When the company is like a 10 person startup, find people who can onboard
themselves. When it's like 100 person company, then start thinking about
optimizing employee onboarding. Between the 10 and 100, I'd say find that
product market fit and onboard customers faster than you onboard employees for
a successful company...

------
stevenjohns
This isn’t great advice for technical hires. Maybe for seniors experienced
with the stack, but for anyone else you’d get a lot more mileage out of the
on-boarding process by having them do stack-related tutorials, explaining
things like the deployment process and setting the standard for
collaboration/communication within the team.

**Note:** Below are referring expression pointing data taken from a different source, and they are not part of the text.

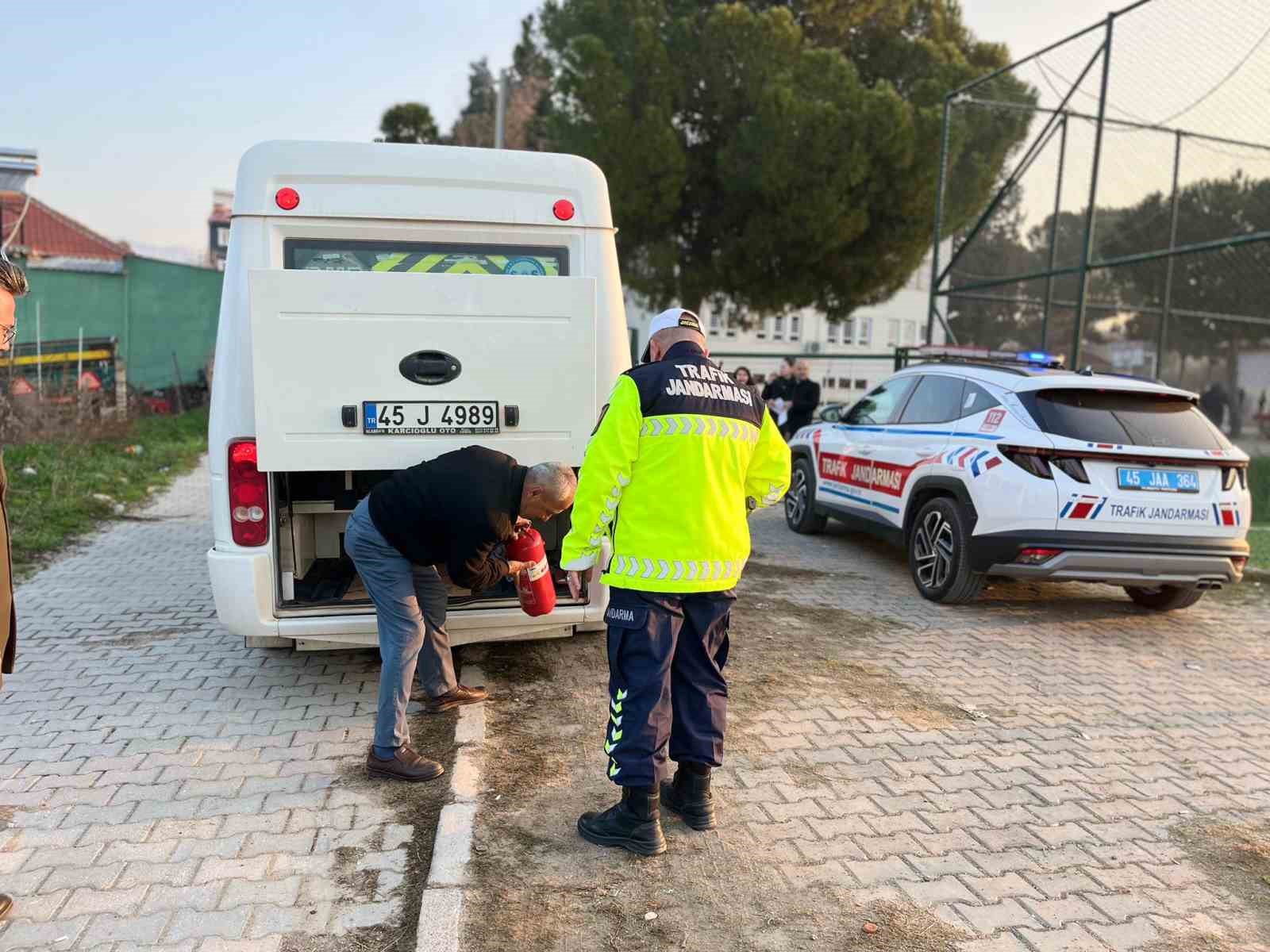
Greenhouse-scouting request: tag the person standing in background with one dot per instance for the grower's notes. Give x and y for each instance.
(779, 390)
(13, 285)
(804, 397)
(745, 380)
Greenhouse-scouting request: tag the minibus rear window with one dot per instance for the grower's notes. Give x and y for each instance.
(425, 258)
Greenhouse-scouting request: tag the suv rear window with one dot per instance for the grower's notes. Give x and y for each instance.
(425, 258)
(1136, 419)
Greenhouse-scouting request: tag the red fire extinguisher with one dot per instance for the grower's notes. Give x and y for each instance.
(533, 585)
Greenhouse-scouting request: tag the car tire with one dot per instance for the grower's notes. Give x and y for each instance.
(1166, 598)
(800, 512)
(939, 554)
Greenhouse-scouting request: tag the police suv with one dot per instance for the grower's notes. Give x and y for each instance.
(994, 463)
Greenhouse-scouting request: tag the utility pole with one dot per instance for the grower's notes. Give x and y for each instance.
(505, 83)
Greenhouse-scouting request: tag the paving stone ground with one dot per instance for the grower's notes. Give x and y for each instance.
(162, 787)
(1035, 809)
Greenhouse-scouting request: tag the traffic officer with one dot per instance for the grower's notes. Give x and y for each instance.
(679, 459)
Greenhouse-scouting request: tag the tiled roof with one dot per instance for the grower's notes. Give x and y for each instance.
(46, 232)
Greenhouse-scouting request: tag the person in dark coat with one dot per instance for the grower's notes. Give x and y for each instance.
(778, 391)
(804, 397)
(454, 512)
(13, 285)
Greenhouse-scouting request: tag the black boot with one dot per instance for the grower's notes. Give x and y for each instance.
(633, 824)
(690, 797)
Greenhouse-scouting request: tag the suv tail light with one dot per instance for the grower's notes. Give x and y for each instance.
(1072, 466)
(1028, 460)
(249, 495)
(1035, 556)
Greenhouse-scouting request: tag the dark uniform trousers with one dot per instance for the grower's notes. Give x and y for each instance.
(666, 685)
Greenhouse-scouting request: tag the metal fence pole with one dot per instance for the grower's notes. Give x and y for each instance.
(40, 357)
(1087, 251)
(1162, 340)
(501, 111)
(79, 374)
(1053, 235)
(939, 220)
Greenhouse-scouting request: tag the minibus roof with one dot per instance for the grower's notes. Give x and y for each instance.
(412, 182)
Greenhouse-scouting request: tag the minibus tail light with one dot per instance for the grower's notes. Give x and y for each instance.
(249, 495)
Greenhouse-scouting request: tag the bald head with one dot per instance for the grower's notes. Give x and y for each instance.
(549, 490)
(664, 340)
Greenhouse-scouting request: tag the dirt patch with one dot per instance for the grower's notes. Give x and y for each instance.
(540, 886)
(417, 805)
(1193, 942)
(768, 670)
(766, 571)
(1236, 856)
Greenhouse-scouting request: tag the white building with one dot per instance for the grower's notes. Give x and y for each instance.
(848, 357)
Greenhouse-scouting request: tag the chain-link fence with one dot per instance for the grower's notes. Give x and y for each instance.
(1130, 230)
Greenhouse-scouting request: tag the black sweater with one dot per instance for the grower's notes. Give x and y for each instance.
(454, 509)
(804, 397)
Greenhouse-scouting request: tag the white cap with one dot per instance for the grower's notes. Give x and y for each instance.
(671, 317)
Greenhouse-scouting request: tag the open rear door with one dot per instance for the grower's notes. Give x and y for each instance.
(328, 340)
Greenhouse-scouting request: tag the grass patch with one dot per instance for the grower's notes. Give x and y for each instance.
(1259, 539)
(52, 508)
(1236, 856)
(1259, 486)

Ultimately what it comes down to is that lazy engineers will be lazy and that
motivated engineers won’t lose their spark just because they spent a week
meeting the team. The author seems to think that the opposite is what takes
place both counts. I don’t agree with that.

------
bloopernova
Anecdotally: The best jobs I've had were ones where I was able to contribute
to the team on day 1 or 2. The worst jobs were the ones where it took me 3+
weeks before I got assigned enough permissions to make a single change.

Which goes a little against the idea of slowly introducing trust, but these
were sysadmin/devops jobs, not coding. YMMV.

EDIT: By "best" I mean "most productive, most enjoyable, most memorable". All
accusations of selective memory or bias on my part are of course accepted.